See the detailed answer below.

$$\color{blue}{\bf [a]}$$ The energy levels for a particle in a one-dimensional box are given by $$ E_n = \frac{n^2 h^2}{8mL^2}\tag 1 $$ To find $n$ and $n+1$, we will set up two equations for the energy levels using the known values of $ E_n $ and $ E_{n+1} $, then solve for $n$. We will express the ratio of the two energy levels: $$ \frac{E_{n+1}}{E_n} = \frac{(n+1)^2}{n^2} $$ Plug the known; $$ \frac{51.4}{32.9} = \frac{n^2+2n+1}{n^2} $$ Thus, $n=\color{red}{\bf 4}$, and hence, $n+1=\color{red}{\bf 5}$ $$\color{blue}{\bf [b]}$$ First, we need to find the energy levels magnitudes from 1 to 5, where we know that $ E_4 = 32.9 \; \rm {MeV} $ and $ E_5 = 51.4 \; \rm {MeV} $ Recalling that $$E_n=n^2E_1$$ So, $$E_1=\dfrac{E_n}{n^2}=\dfrac{E_4}{4^2}=\dfrac{32.9 }{16}=\color{red}{\bf 2.06}\;\rm eV$$ Thus, $$E_2=(2)^2E_1=4(2.06)=\color{red}{\bf 8.23}\;\rm eV$$ $$E_3=(3)^2E_1=9(2.06)=\color{red}{\bf 18.5}\;\rm eV$$ $$E_4= \color{red}{\bf 32.9 }\;\rm eV$$ $$E_5= \color{red}{\bf 51.4 }\;\rm eV$$ $$\color{blue}{\bf [c]}$$ see the graph below. $$\color{blue}{\bf [d]}$$ The energy difference between the levels $ n + 1 $ and $ n $ is given by $$ \Delta E =E_{\rm photon}= E_{n+1} - E_n =E_5-E_4$$ where $E_{\rm photon}=\dfrac{hc}{\lambda}$, so $$\dfrac{hc}{\lambda}=E_5-E_4 $$ Hence, the wavelength of the emitted photon is given by $$ \lambda = \frac{hc}{E_5-E_4 } $$ Plug the known; $$ \lambda = \frac{(6.63\times 10^{-34})(3\times 10^8)}{ (51.4-32.9)(1.6\times 10^{-19}) }=\color{red}{\bf 6.72\times 10^{-8}}\;\rm m $$ The wavelength of the photon emitted during the $ n + 1 \to n $ transition is approximately $ 6.72 \times 10^{-5} \; \rm {nm} $, which is much shorter than the typical visible light wavelength (which ranges from about 400 nm to 700 nm).
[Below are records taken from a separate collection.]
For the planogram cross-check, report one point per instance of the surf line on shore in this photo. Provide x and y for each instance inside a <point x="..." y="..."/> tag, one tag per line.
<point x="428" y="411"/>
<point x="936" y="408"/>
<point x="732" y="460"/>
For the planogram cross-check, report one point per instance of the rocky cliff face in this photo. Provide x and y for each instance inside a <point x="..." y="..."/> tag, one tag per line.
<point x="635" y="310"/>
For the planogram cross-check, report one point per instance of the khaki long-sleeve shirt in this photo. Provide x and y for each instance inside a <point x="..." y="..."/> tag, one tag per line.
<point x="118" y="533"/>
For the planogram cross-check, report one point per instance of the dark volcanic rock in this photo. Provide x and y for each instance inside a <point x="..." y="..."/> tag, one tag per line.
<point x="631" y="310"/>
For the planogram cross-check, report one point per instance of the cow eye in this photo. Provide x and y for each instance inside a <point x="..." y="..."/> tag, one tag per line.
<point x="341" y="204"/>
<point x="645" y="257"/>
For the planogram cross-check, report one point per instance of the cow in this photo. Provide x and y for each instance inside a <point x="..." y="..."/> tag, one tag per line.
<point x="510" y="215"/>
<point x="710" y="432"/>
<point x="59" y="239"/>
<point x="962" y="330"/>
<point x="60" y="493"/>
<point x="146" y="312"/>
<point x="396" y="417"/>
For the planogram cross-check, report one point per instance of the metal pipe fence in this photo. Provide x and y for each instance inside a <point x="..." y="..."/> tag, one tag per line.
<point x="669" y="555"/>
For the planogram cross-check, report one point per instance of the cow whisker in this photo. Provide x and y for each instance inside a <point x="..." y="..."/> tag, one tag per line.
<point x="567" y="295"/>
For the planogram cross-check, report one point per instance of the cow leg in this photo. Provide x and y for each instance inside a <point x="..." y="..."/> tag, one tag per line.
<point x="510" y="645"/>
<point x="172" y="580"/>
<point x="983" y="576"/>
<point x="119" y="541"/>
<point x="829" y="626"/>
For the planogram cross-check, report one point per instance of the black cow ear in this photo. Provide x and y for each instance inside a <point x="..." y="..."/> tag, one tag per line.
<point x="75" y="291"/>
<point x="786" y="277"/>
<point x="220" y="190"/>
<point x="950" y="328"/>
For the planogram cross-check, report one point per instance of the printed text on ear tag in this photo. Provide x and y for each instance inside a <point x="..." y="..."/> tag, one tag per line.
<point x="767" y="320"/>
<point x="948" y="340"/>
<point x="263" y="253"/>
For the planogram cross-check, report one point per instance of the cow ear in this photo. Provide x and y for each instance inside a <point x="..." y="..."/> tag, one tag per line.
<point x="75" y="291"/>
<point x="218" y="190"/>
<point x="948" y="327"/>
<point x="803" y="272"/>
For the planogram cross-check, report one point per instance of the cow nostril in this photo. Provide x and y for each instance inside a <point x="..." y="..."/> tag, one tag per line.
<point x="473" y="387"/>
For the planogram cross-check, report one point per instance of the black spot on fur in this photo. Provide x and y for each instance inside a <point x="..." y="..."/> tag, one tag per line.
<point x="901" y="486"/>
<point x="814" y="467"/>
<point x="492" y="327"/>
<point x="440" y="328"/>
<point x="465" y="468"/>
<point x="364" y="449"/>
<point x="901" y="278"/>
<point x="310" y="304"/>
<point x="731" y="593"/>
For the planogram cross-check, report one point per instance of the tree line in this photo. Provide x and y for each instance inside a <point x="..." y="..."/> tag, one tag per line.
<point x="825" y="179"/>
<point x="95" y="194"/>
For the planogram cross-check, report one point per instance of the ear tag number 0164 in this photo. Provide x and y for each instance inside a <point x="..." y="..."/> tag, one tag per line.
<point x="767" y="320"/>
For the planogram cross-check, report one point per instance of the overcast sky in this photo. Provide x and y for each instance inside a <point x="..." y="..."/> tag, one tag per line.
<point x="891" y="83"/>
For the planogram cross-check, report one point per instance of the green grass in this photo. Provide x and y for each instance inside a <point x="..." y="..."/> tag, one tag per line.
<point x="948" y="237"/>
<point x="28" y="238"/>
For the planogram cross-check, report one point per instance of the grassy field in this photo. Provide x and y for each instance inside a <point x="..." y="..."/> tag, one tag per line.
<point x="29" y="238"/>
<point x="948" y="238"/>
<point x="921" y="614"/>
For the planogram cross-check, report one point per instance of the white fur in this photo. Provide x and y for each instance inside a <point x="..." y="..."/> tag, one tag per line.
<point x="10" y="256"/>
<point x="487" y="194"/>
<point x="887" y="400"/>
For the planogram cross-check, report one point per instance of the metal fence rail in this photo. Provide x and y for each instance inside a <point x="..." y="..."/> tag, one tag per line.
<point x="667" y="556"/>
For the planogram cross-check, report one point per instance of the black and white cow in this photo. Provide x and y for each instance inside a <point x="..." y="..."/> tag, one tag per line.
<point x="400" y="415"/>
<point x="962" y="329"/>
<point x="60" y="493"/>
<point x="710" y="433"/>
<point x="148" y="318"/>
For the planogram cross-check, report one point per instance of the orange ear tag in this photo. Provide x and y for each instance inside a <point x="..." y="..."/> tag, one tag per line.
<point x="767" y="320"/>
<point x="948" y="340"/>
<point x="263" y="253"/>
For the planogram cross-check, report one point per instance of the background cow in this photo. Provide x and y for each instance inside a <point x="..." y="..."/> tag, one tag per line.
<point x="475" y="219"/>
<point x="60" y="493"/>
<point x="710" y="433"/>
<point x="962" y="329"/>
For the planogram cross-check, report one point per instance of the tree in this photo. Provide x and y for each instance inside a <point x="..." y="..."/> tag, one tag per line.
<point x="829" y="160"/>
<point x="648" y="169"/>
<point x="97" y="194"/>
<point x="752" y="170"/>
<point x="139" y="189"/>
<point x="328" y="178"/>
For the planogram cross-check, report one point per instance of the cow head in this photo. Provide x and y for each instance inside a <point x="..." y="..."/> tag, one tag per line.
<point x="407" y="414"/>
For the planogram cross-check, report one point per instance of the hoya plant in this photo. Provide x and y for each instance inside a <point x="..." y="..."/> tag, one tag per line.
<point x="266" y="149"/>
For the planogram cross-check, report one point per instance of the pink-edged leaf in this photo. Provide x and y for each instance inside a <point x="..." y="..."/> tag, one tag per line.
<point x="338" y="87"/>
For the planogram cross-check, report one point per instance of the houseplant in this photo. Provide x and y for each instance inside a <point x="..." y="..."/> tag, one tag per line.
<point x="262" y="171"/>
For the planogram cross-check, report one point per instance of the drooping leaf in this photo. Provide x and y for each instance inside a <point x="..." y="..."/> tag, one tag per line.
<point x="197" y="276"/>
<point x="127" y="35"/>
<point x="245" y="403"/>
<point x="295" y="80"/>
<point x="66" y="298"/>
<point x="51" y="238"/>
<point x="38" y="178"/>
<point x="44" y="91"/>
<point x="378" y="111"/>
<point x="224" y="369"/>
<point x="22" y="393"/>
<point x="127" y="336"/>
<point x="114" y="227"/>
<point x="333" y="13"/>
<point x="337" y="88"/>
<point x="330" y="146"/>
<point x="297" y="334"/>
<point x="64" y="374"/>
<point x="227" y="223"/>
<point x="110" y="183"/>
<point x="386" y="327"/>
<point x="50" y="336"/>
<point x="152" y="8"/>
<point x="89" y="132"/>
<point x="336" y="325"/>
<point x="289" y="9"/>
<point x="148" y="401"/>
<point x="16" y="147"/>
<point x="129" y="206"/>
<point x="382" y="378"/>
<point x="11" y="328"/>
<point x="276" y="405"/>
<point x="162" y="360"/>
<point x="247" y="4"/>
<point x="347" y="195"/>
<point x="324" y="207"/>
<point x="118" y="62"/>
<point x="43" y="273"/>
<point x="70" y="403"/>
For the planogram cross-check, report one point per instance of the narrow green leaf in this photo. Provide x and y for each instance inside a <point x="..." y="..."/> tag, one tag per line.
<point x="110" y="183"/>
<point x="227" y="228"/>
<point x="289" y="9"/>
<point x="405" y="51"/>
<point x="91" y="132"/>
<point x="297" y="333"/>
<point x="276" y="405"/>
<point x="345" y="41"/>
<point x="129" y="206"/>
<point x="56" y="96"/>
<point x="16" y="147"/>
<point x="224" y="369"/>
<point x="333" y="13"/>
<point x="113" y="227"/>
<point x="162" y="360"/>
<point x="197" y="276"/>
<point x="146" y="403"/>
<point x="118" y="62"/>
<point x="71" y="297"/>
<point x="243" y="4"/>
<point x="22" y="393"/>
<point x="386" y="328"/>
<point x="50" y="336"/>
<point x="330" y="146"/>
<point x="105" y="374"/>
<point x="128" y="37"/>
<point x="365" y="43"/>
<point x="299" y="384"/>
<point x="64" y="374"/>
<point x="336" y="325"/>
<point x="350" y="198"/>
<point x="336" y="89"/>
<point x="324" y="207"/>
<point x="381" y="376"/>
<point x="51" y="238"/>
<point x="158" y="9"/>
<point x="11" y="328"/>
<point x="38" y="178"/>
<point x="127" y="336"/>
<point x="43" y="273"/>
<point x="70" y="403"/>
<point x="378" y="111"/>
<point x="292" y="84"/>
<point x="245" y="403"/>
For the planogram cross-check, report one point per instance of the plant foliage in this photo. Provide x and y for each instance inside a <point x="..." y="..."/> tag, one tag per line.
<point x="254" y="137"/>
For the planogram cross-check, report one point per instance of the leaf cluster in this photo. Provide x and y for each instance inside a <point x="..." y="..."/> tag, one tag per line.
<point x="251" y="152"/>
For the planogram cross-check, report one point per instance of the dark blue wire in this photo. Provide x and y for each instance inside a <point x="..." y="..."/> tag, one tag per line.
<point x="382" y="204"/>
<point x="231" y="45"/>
Therefore, this photon is in the gamma-ray region of the electromagnetic spectrum. $$\color{blue}{\bf [e]}$$ We can determine the mass of the particle using the energy level formula: $$ E_n = \frac{n^2 h^2}{8 m L^2} $$ So, $$ m= \frac{n^2 h^2}{8 L^2E_n } $$ Solving for $ n =5$, $$ m= \frac{(5)^2 (6.63\times 10^{-34})^2}{8 (10\times 10^{-15})^2(51.4\times 1.6\times 10^{-19})}=\color{red}{\bf 1.67 \times 10^{-21}} \; \rm {kg} $$ The particle's mass is not a mass of a proton or even an electron.